Excerpted from the full blog which you can read here:
Wise Mind for the Distracted Mind

My Own Journey

I first began to investigate how DBT might be an appropriate treatment for adult ADHD after receiving my ADHD diagnosis at around age thirty and as an intensively trained DBT practitioner. Making this early connection between DBT and my ADHD, I found core mindfulness practices to be helpful with self-acceptance, opening paths within me to become a more integrated person, as I cultivated acceptance and self-compassion, I felt less anxious about ADHD and began to soften my efforts to project a “Super Scott” facade to those around me. No one was buying that facade, by the way. More recently, my relationship with my wife Mariah, an ADHD therapist and certified coach, inspired me to learn more about ADHD per see, and to more rigorously explore adapting DBT for ADHD adults. Together, we have begun to develop Wise Mind for the Distracted Mind. We have found that the DBT skills modules do address the array of ADHD-related problems.

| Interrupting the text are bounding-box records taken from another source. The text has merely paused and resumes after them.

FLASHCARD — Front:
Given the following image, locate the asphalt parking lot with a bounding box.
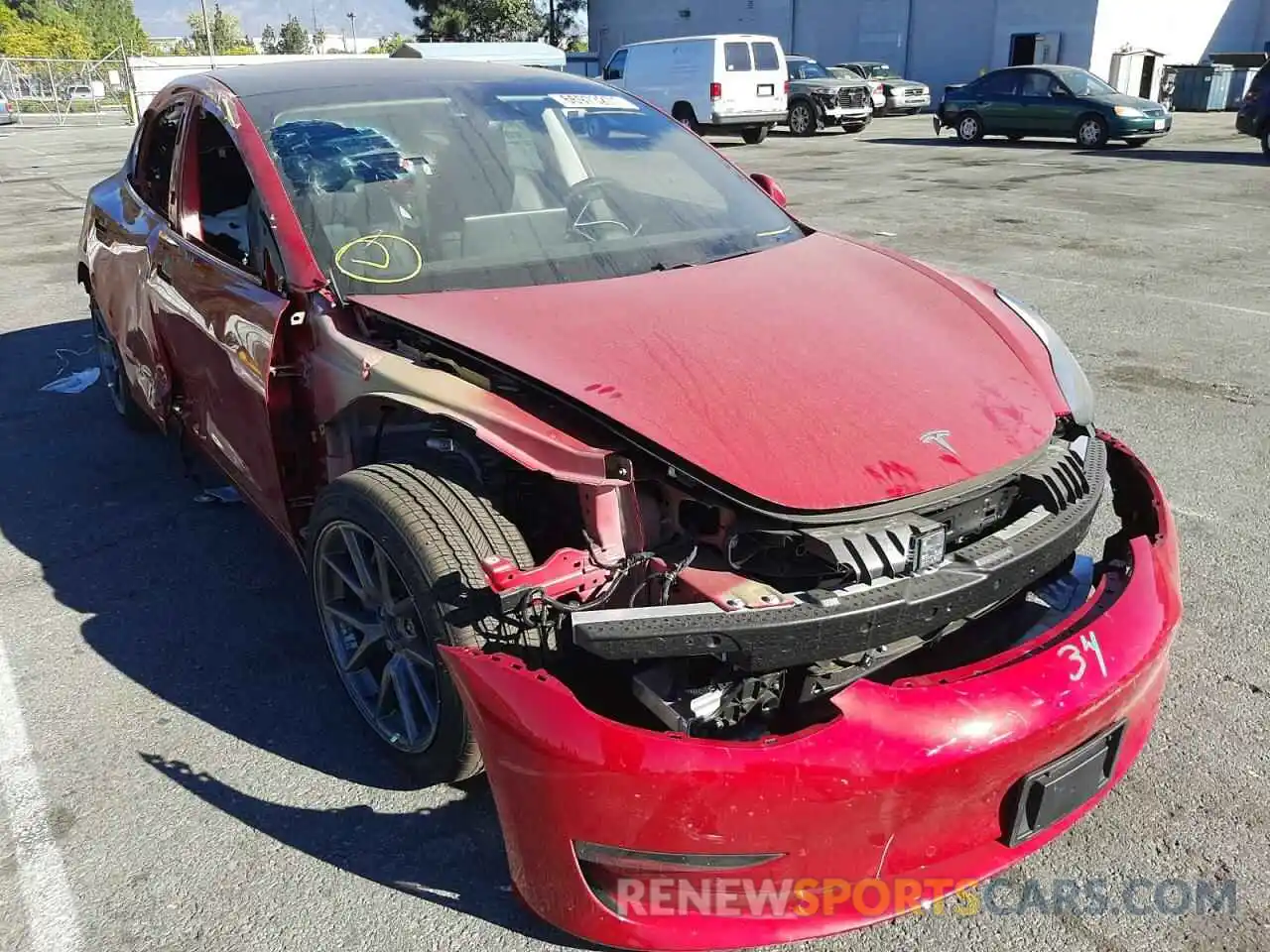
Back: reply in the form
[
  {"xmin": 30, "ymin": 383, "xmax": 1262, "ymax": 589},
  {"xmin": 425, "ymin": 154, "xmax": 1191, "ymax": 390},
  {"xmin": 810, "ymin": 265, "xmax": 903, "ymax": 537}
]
[{"xmin": 0, "ymin": 114, "xmax": 1270, "ymax": 952}]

Core Mindfulness and Beyond.

Core mindfulness is a framework for the practice of paying attention to present moment experiences with gentle and open curiosity that helps us to connect with our respective wise mind, a state of deep knowing in which we experience the balance of reason and emotion, and we connect with our intuition. We cultivate wise mind with the whats and hows of mindfulness. Mindfulness informs all the other skills and immediately germane to adult ADHD, mindfulness helps us increase sustained attention, task initiation, and completion, and even offset the pangs of Rejection Sensitive Dysphoria (RSD), become less subject to the negative effects of criticism or perceived criticism. Mindfulness entails a whole-person awareness, and shouldn’t be conceptually relegated to a strictly discursive or cognitive practice that takes place in the skull. As we learn mindfulness, we connect more fully with our whole selves, we cultivate mindsight as described by Daniel J. Siegel, MD. We become more integrated, relating more directly with our embodied lives, bodily sensations, thoughts, and emotions. More about this in future blogs.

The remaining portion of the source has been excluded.